I can’t really relate to people, understand them, or work out their intentions. Any friendship or relationship I’ve been in has led to arguing and fighting because of the things I say. I’m very open so I always say what I’m thinking. This usually tends to piss people off which is not my intention. It’s just very draining to be around people also. I also have difficulty when someone approaches me and tries to talk to me. I freeze up and stumble over my words.
I’m in an Asperger’s group on Facebook, and even those people I don’t relate to. They all seem proud to have it and wouldn’t change it. I on the other hand, wish there was a cure so I can be more “normal” and have good relationships with people. I like spending most of my time alone because it’s when I feel more myself. When I’m around people, it’s like I have to “pretend” to be like everybody else. I feel like my mom is the only person I can have a decent relationship with without any problems, probably because she’s been there for me my whole life.

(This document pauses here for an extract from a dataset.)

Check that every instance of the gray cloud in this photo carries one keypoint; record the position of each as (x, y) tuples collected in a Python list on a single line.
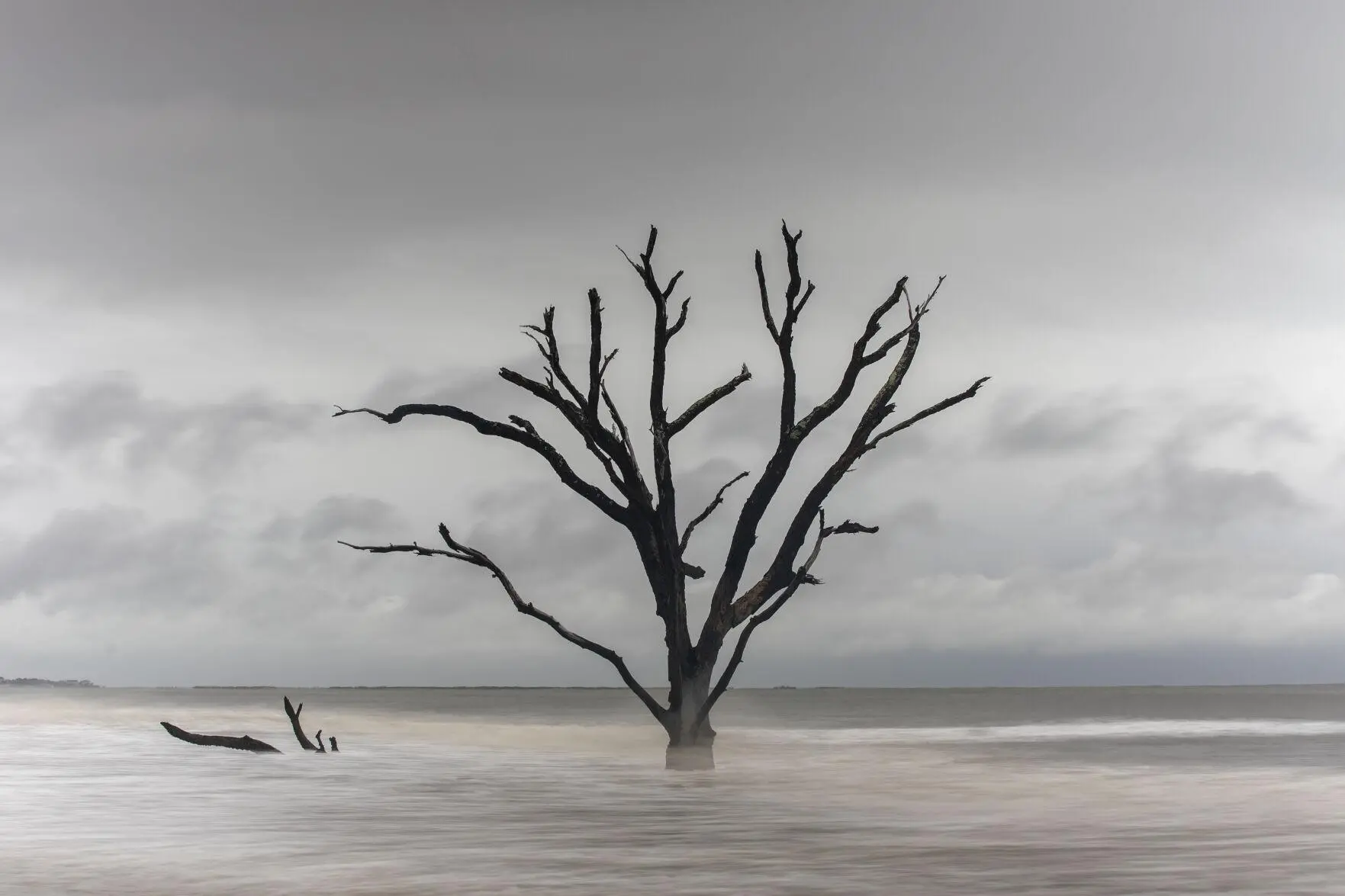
[(108, 419), (1083, 422), (250, 207), (294, 148), (1181, 494)]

Sometimes I feel like I’m better off alone so I don’t have people in my life who just don’t understand and end up treating me badly. I don’t trust many people because of this. I wish I could deal with people better, but it’s just not in me to be social. I’d rather e-mail or text someone to communicate rather than talk on the phone or in person. I even went to college online so I didn’t have to put myself through even more stress of being around people so much. I need what I call “no people time”. This is a time for me to be alone and do my own thing without others.
I guess people are just going to have to accept all of this or just not be my friend.